I’ve been putting up my week in reviews on based on a week starting on Monday for some time now. I’ve been thinking about this and it doesn’t really make much sense. Calibre has a release pretty much every Friday now. So starting next week I’m going to change my week in review to be Friday though Thursday. This way features I talk about in my review will be in the just released version.

TXT Input

First the small changes. Heuristic processing now enables smarten punctuation to further my goal of TXT documents coming out looking great. A change was made to have hard scene breaks separated from the text to ensure it doesn’t accidentally get merged into the paragraph before or after. The formatting type none was renamed to plain to correspond with the formatting output option.

The only big change for TXT input was a new paragraph type option was added. It’s called off. When specified there will be no modifications to the paragraph structure applied to the text. This is especially useful for Markdown and Textile formatted documents. It ensures there are no changes that will cause elements to render incorrectly.

TXTZ Input

A bug caused images to not be included when converting. With Kovid’s help this has been corrected.

TXT Output

I modified Textile output to not write %’s for span tags. The span tag is superfluous in calibre’s Textile output because it does not contain any real information. The span tags are invisible when rendering the XHTML. The %’s cluttered up the resultant TXT so they were removed.

PML Input

PML input saw a lot of of relating to t and T tags. The entire handling of these tags was rewritten. Unfortunately, there is no way to have these two tags map one to one to XHTML so only some common cases are handled.

  • T’s that do not start the line are ignored.
  • t’s that start and end the line use a margin for the text block.
  • t’s that start a line and end another line use a margin for the text block.
  • t’s that start a line but end before a line ending will use a text-indent.
  • t’s that are in the middle of lines are ignored. open and closed t blocks within a line are ignored.

Heuristics

Once again the italicize common cases regex was tweaked.

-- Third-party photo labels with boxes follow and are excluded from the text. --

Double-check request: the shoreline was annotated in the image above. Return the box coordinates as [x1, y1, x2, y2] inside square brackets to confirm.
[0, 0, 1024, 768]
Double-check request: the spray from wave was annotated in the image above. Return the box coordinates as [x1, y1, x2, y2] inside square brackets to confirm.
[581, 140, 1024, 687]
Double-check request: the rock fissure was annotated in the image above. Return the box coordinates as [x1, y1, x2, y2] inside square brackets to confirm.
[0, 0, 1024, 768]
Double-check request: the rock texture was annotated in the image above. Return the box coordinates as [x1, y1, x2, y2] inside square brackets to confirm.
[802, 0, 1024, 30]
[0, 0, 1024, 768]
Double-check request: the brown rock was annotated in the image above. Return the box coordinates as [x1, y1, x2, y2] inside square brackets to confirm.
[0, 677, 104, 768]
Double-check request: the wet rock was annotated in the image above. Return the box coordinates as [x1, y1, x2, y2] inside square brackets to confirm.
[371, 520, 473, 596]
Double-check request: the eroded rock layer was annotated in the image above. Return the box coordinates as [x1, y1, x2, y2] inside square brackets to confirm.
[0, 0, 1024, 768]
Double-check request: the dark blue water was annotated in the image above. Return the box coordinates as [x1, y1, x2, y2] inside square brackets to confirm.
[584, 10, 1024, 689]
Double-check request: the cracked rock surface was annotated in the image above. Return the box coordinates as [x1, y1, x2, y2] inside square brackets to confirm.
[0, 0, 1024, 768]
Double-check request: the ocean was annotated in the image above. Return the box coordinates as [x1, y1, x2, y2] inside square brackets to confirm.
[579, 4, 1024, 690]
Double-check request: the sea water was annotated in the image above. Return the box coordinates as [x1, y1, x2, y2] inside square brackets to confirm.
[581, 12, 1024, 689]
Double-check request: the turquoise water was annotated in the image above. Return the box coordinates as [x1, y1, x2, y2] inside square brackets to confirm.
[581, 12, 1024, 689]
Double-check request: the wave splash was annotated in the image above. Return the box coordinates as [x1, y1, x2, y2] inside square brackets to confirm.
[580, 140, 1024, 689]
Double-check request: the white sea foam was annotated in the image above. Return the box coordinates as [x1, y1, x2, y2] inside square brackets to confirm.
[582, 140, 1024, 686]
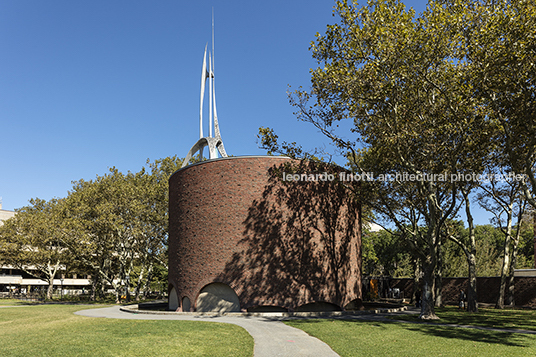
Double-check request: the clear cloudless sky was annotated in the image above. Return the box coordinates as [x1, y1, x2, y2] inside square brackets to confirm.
[0, 0, 494, 224]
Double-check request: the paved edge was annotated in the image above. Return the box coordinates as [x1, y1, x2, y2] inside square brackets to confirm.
[75, 306, 339, 357]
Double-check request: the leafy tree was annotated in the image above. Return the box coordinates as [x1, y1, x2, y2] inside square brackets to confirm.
[0, 198, 71, 299]
[458, 0, 536, 208]
[262, 0, 487, 319]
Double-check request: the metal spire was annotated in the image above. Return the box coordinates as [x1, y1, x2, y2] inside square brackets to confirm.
[182, 8, 227, 167]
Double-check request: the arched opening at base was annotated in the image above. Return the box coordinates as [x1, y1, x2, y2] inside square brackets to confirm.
[182, 296, 192, 312]
[248, 305, 288, 312]
[195, 283, 240, 312]
[168, 287, 179, 311]
[294, 301, 342, 312]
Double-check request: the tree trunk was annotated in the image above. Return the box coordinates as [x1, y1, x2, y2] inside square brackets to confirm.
[467, 252, 478, 312]
[419, 258, 439, 320]
[47, 279, 54, 300]
[495, 218, 512, 309]
[410, 258, 422, 306]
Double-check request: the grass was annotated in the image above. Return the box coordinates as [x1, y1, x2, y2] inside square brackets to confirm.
[285, 319, 536, 357]
[0, 300, 253, 356]
[391, 306, 536, 331]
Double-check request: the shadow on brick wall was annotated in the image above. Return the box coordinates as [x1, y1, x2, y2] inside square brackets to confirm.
[218, 162, 361, 309]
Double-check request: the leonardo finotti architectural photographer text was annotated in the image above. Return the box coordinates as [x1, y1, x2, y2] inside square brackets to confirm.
[283, 172, 526, 182]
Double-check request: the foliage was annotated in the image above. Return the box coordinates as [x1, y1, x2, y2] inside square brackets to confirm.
[285, 316, 536, 357]
[0, 157, 182, 302]
[0, 198, 72, 299]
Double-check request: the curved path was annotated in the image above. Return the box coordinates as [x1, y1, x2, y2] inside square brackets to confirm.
[75, 306, 338, 357]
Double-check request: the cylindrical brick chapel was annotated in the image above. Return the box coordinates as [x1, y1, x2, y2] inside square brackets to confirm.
[169, 156, 361, 312]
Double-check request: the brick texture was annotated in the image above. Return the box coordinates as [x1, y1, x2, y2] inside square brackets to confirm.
[169, 156, 361, 310]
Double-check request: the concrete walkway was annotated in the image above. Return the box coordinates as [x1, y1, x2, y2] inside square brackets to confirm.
[75, 306, 338, 357]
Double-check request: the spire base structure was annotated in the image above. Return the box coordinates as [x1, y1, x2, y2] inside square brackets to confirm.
[181, 137, 227, 168]
[181, 15, 227, 167]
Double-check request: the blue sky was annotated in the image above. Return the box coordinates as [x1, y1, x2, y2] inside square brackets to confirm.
[0, 0, 494, 223]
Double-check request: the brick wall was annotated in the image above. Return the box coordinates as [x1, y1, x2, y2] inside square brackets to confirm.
[169, 156, 361, 309]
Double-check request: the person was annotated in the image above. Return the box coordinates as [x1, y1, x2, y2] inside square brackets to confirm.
[459, 290, 465, 309]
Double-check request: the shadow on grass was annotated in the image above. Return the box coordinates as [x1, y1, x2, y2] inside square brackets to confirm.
[292, 319, 535, 347]
[390, 308, 536, 331]
[399, 323, 533, 347]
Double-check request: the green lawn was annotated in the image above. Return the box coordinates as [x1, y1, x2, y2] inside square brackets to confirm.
[391, 306, 536, 330]
[285, 319, 536, 357]
[0, 300, 253, 356]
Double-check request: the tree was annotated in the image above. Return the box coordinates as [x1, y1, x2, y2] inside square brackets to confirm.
[60, 157, 182, 302]
[460, 0, 536, 208]
[477, 172, 527, 309]
[0, 198, 71, 299]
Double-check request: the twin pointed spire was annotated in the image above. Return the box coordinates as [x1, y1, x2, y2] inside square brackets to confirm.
[182, 11, 227, 167]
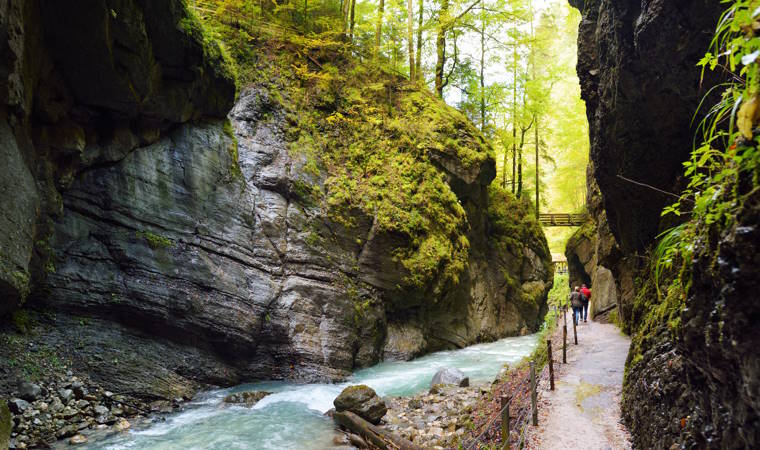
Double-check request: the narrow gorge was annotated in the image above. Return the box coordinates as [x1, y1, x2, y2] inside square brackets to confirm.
[0, 0, 552, 418]
[0, 0, 760, 450]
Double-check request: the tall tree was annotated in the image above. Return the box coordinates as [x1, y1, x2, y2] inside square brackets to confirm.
[435, 0, 449, 98]
[479, 5, 486, 133]
[435, 0, 481, 98]
[373, 0, 385, 57]
[406, 0, 415, 81]
[416, 0, 425, 80]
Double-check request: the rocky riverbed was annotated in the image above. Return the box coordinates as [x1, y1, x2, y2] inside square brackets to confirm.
[7, 372, 186, 450]
[384, 386, 490, 449]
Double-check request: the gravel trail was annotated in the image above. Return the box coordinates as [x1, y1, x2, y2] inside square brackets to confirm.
[526, 316, 631, 450]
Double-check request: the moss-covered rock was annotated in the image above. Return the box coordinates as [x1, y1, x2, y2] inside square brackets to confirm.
[0, 398, 11, 448]
[333, 384, 388, 425]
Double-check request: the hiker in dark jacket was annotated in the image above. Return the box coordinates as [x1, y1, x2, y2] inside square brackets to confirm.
[570, 286, 583, 325]
[581, 283, 591, 322]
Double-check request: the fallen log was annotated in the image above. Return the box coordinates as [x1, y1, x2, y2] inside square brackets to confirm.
[333, 411, 422, 450]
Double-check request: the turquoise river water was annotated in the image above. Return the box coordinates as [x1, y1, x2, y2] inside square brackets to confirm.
[80, 335, 537, 450]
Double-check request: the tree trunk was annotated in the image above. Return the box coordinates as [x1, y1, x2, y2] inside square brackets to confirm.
[414, 0, 425, 80]
[533, 117, 539, 219]
[515, 142, 522, 198]
[512, 32, 517, 194]
[435, 0, 449, 98]
[374, 0, 385, 58]
[406, 0, 415, 81]
[333, 411, 422, 450]
[348, 0, 356, 42]
[480, 8, 486, 133]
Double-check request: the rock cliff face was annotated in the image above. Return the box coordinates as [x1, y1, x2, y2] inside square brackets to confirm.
[0, 0, 552, 398]
[0, 0, 235, 313]
[565, 167, 635, 320]
[568, 0, 760, 449]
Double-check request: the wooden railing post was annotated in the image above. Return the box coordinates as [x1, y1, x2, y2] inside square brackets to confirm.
[573, 313, 578, 345]
[530, 361, 538, 427]
[501, 394, 512, 449]
[546, 339, 554, 391]
[562, 324, 567, 364]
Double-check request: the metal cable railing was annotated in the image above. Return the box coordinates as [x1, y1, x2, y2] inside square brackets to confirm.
[460, 307, 567, 450]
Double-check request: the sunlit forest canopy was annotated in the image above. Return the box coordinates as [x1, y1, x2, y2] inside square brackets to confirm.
[191, 0, 588, 252]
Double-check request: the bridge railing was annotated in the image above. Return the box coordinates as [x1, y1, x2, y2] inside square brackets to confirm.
[538, 213, 589, 227]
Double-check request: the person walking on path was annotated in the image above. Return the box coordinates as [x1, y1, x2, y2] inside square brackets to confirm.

This time it was to fix an issue with None being inserted in the text before ajacent underscores. I’m hoping this is the last time for a while that I need to tweak them.

Kindle Interface

The work I did on the APNX format was undertaken for a very real world reason. Integrating APNX generation to calibre’s Kindle device interface plugin.

The 0.7.45 release saw the initial inclusion of this feature. After I received some user feed back I’ve tweaked it for the 0.7.46 release. The 0.7.45 release included a very basic APNX file that would create pages every 1024 bytes of uncompressed HTML.

In 0.7.46 there are a lot of differences. Writing the APNX can be disabled. This is very useful for Kindle 2 users as the Kindle interface works for both Kindle 2 and 3’s.

There are now two parser for generating pages. The default is the fast parser. It uses the uncompressed length of the MOBI HTML and creates pages every 2300 bytes. A few users complained that 1024 created too many pages. About double what you would find in an average paper back book. The 2300 number is a bit more than double 1024 and I chose 2300 after counting the number of characters in a page of an average paper back book. I counted approximately 2240 and added an additional 60 characters to account for markup per page. Thus 2300.

The other parser that can be enabled in the Kindle interface’s setting is the accurate parser. It works by decompressing the MOBI HTML and looking at the actual content. The big difference and why I’m calling it an accurate parser is it looks at the amount of visible text to decide when a page ends and a new one begins. The assumption is there are 30 lines per page and each line can have up to 70 characters. The parser starts a new line every time it encounters a new paragraph and every 70 characters in a paragraph.

The major disadvantage of the accurate parser and why it’s not the default is it’s slow. It requires the text to decompressed and parsed. With a PalmDoc compressed file this can take a few seconds but with a HUFF/CDIC compressed file it can take minutes.

The other minor disadvantage of the accurate parser is it cannot work on DRM content. The fast parser can because the uncompressed text length is stored unencrypted in the MOBI header. If the accurate parser is chosen it will fall back to the fast parser for DRM content. So when ever a Mobipocket book is sent to the Kindle (AZW, MOBI, PRC) an APNX file can and will (unless disabled) be generated.

One thing I will note about the accurate parer is it currently ignores all markup and only looks at text. Meaning it can be made even more accurate by accounting for <div class="mbp_pagebreak" />, <br>, <hr>, images, margins, and font size changes. I do plan to add support for most if not all of these in the future but since most books people read on their Kindle are pretty much all text and because the accurate parser does a good enough job giving page numbers that correspond to the page length in a paper back book I’m don’t see a pressing need to spend the time on it at this moment.